"EMILY'S QUEST" Lucy Maud Montgomery
Dell Laurel-leaf ISBN: 0553264931
エミリー・シリーズ第3作。
ニュームーン農場で作家修業に励むエミリー。だが、テディもイルゼも自分の夢を追ってブレア・ウォーターを去る。寂しさを隠せないエミリーの心は、自分を見守り続けてくれた年上の男性に傾いていく。希望と失望、はかない夢。今度こそ明るい光に満たされるかに思われた「寂しい家」で、エミリーが見たものは――。

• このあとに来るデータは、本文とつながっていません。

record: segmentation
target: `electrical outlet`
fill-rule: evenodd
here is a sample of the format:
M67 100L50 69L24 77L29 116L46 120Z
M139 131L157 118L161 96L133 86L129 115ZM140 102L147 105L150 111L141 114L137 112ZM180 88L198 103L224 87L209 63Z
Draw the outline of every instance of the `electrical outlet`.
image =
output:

寂寥感の漂う作品である。タイタニック号の事件を思わせるお話もあり、当時の人々の衝撃が伝わってくる。
だれにでも訪れる「真夜中の3時」。世界にたった一人でいるような気がするとき。自分が何者であるかもわからなくなってしまう。
この巻は読んでいるとつらくなってくる。悲しくて寂しい。ずっとなじんできた人物が嫌いになったりもする。それでも、読み終わると「読んでよかった」と思えるのが救いである。
エミリーは、これでほんとに幸せになれるのかなとも思ってしまうが、これでよかったのかなという気持ちもある。幸せになってほしいと思う。